Reconstructed slice thickness affects the level of quantum noise, spatial resolution, and partial volume averaging present in CT images. Slice thickness affects the size of the reconstructed tissue voxel. Each voxel of tissue is displayed as one shade of gray in the corresponding image pixel. When the voxel contains more than one type of tissue or pathology, the CT number displayed represents the average attenuation measurement of all the tissues within the voxel. This principle is called partial volume averaging and is inherent to the CT image reconstruction process. As the tissue voxel becomes larger and there is more signal averaging, there is less spatial differentiation of the signal in a given direction and the image appears more blurred, with lower spatial resolution. Fig. 3‑4 a is reconstructed with a 1.5 mm slice thickness and Fig. 3‑4 b is reconstructed with a 3.0 mm slice thickness. The thinner reconstructions are sharper (better spatial resolution) and have less partial volume averaging. Note the subtle clavicle fracture seen on the 1.5-mm reconstructions which is not visible on the 3.0-mm reconstructions. Quantum noise is also affected by the size of the reconstructed voxel. The amount of signal (number of X-rays) interacting within a given voxel is directly proportional to voxel size. Quantum noise changes inversely with the square root of the change in signal.

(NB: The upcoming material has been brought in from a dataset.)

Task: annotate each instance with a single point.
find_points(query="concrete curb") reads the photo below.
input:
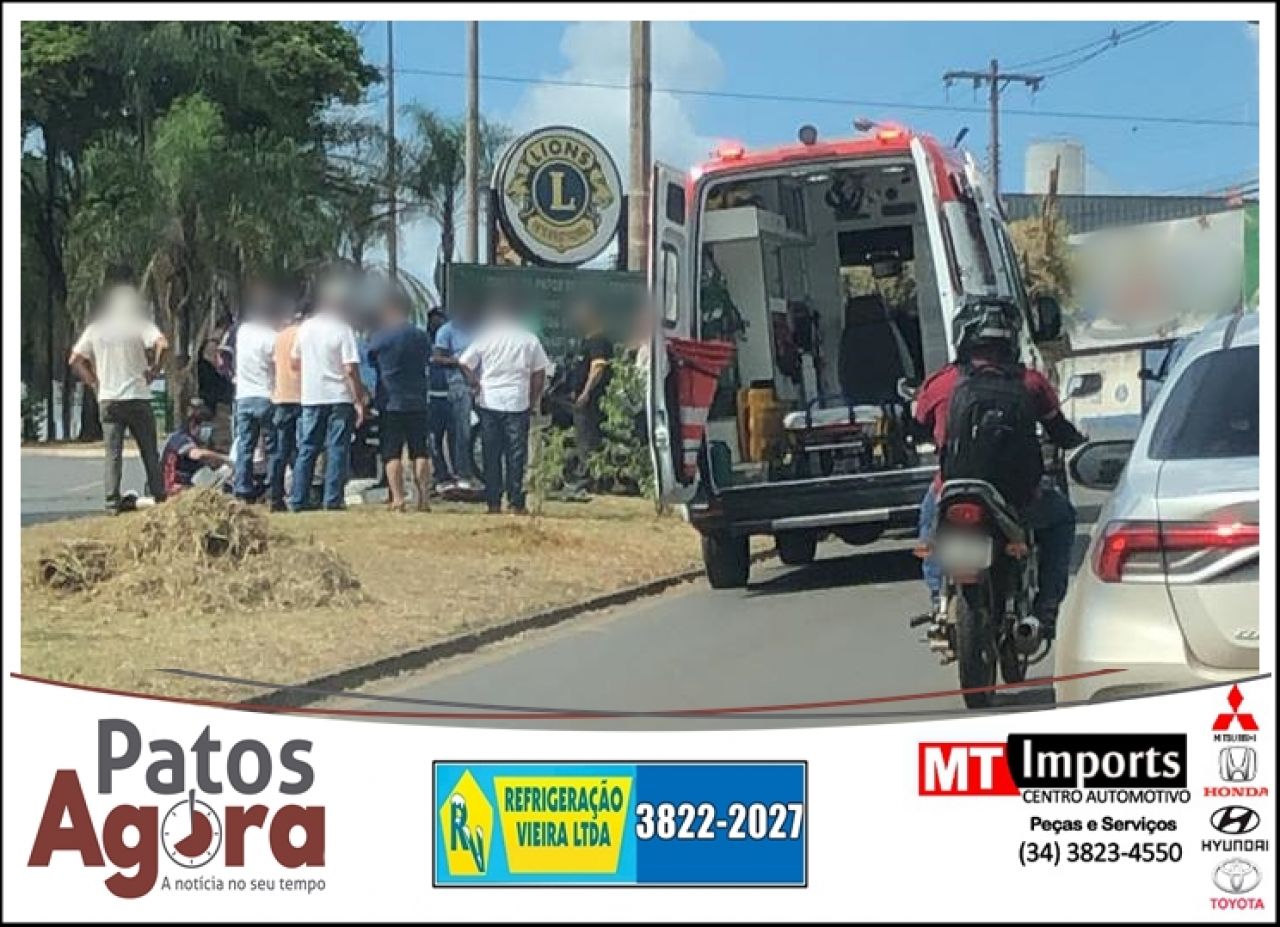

Voxel size is a function of the pixel size and the reconstructed slice thickness selected by the operator. When reconstructed slice thickness is increased, more partial volume averaging occurs in the slice thickness direction. When a thinner reconstructed slice thickness is selected, there is better differentiation of tissues along the slice thickness direction resulting in better spatial resolution and less partial volume averaging. CT protocols often include multiple reconstructions of the same acquisition at different reconstructed slice thicknesses to provide the clinician with high spatial resolution image series as well as low noise image series for evaluation.
The only other parameter that affects the size of the reconstructed voxel in CT is the FOV selected by the operator prior to reconstruction. FOV is often selected to encompass the anatomy of interest and determines the size of the tissue voxel and corresponding image pixel in the x and y dimension.
3.5 Case 5: Image Quality Variation with Reconstruction Filter
Patient with a history of bacterial meningitis and multiple brain abscesses presents for follow-up CT to evaluate the response to treatment with IV antibiotics.
Helical CT of the head is acquired with contrast and reconstructed using filtered back projection.
A reduced mA technique is implemented in an effort to reduce patient radiation dose.